2nd Century: Like every woman in the world, Ratnavati wanted her mother by her side, when she went into labor. She wanted her mother as a pillar of support and strength, as a source of courage and reassurance. Ratnavati was an ardent devotee of Lord Shiva, who she worshiped by the name, Sevandhinadhar. She had inherited the faith from her father Ratnaguptan, who was a famous merchant and a noble man. Throughout her pregnancy, Ratnavati worshiped Lord Shiva, chanting slokas, doing poojas and offering him flowers and milk. She had complete confidence in the Lord and his mercy and believed Lord Shiva would take care of her at every step. Still, Ratnavati wanted her mother by her side during the childbirth. Even the almighty couldn’t replace the mother.
Ratnavati lived in Tiruchirappalli (Tirchy), a city in TamilNadu, and her mother was in a different town, that was miles apart and was on the other side of the Kaveri river. Hearing the news that her daughter would be delivering a baby soon, Ratnavati’s mother and her two attendants set out to Tirchy. The commute between cities took weeks in those days. Just as they got close to Tirchy, River Kaveri flooded badly and obstructed their journey.
Meanwhile, Ratnavati went into labor and started panicking. She had no idea what was taking her mother so long. A nervous and worried Ratnavati prayed to Lord Shiva. “Oh my almighty, the three-eyed savior! You are not a woman, you don’t have parents, but I do hope you understand what I am going through. Right now, more than anything else, I need my mother by my side. Please help me!”

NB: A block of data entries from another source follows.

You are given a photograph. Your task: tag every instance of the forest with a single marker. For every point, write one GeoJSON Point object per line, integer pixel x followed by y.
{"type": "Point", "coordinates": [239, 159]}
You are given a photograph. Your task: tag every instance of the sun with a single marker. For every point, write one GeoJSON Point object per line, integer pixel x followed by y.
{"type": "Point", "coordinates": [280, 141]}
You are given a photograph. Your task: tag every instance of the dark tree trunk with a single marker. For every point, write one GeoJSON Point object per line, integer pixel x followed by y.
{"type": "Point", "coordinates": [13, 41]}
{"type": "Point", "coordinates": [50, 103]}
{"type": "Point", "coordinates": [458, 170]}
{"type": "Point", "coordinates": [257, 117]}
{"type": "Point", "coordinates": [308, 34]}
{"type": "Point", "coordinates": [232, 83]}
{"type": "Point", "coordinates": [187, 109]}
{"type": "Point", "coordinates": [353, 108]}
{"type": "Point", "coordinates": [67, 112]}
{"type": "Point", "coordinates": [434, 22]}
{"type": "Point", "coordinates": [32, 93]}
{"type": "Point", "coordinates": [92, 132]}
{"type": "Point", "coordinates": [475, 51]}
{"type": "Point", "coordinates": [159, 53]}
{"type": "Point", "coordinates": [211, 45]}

Moments after her prayer, Ratnavati’s mother showed up at the door. Ratnavati was so relieved to see her. With her mother’s help Ratnavati delivered a beautiful baby. Her mother took care of her for the next few days, assisting her every need and also nurturing the new born. Ratnavati was at complete ease and was happy and relaxed.

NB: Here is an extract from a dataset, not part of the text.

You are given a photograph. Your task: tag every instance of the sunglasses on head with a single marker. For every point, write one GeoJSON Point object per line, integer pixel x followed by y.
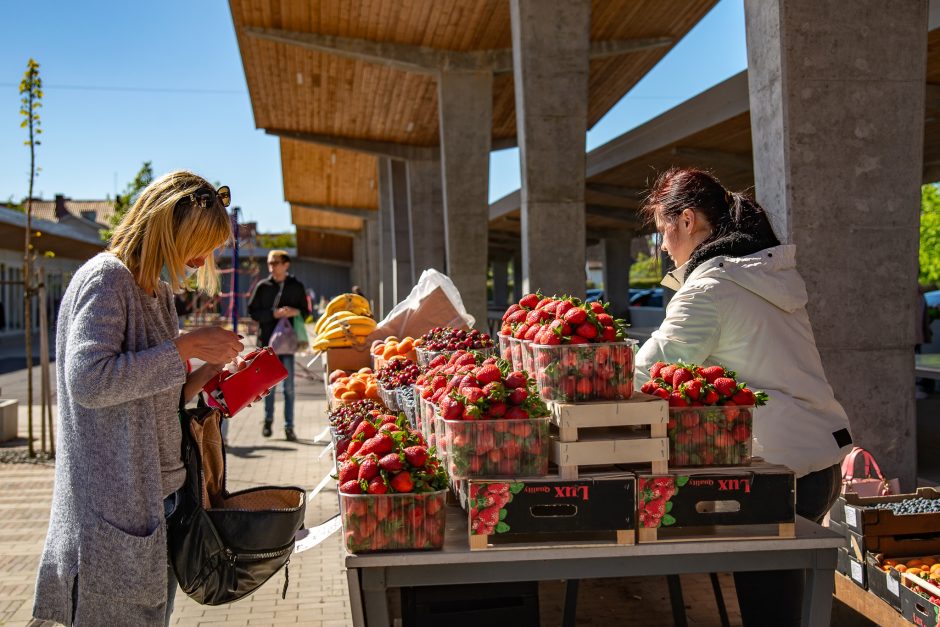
{"type": "Point", "coordinates": [205, 197]}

Days later, Ratnavati heard someone at the door. She opened the door and was shocked to see her mother and the two attendants. “Oh my dear child! I am so sorry. River Kaveri broke into a huge flood and we had to stop. I was so worried. I was horrified that I couldn’t be with you during your labor. I was praying to Lord Shiva every second, pleading with him to be with you and take care of you. I am so relieved to see you are doing okay.” Her mother broke into tears as Ratnavati stood there in disbelief. Ratnavati rushed inside the house to see the other mother who came few days ago and took care of her and the baby. That mother was no where to be found.
It was Lord Shiva, who had taken the form of Ratnavati’s mother and nurtured her the past few days. It was the three-eyed Lord, who is known for his masculinity, that played the role of the mother, the midwife and the nanny to the new born and looked after the two in need. Ratnavati’s faith and her mother’s prayers had earned them the maternal compassion of Lord Shiva himself. From that day, Lord Shiva was also called Thaayumanavar (The lord, who is also the mother).

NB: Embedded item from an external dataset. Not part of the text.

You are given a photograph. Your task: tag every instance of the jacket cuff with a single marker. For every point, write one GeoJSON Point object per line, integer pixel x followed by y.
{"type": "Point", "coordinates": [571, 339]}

The temple of Thaayumanavar is situated in Tirchy at the foothills of the “Rockfort”. During the annual Chithirai festival, Lord Shiva, is dressed as a mother and the divine drama is performed commemorating the motherly mercy of Thaayumanavar. During this festival, a sanctified oil used during childbirth is given away as Prasad (holy blessing) to the devotes.
When Ratnavati cried for help, Lord Shiva could have asked his wife, Goddess Parvati to play the mother, as he did in the case of Sammanthar*, but Shiva chose not to. By this gesture, Lord Shiva showed to the world, that a man could be a mother. (Sammanthar*- Another story from Hindu mythology. Sammanthar as a baby, was left hungry by his mother and Goddess Parvati nursed him on Shiva’s request)
A man can care for, attend to, nurture and thereby play the role of the mother to a child in need. Similarly, a woman can provide and protect a child, which is traditionally considered the role of a father. We are so used to seeing “Mother” and “Father” as nouns that we tend to forget that parenting transcends gender (to mother, to father a child – verb).
This Mother’s day, let us recognize and celebrate, not just biological mothers and mothers from traditional families but all types of parents. From gay fathers to lesbian mothers, from transgender parents to single dads and single moms, all over the world.
Happy Mother’s Day!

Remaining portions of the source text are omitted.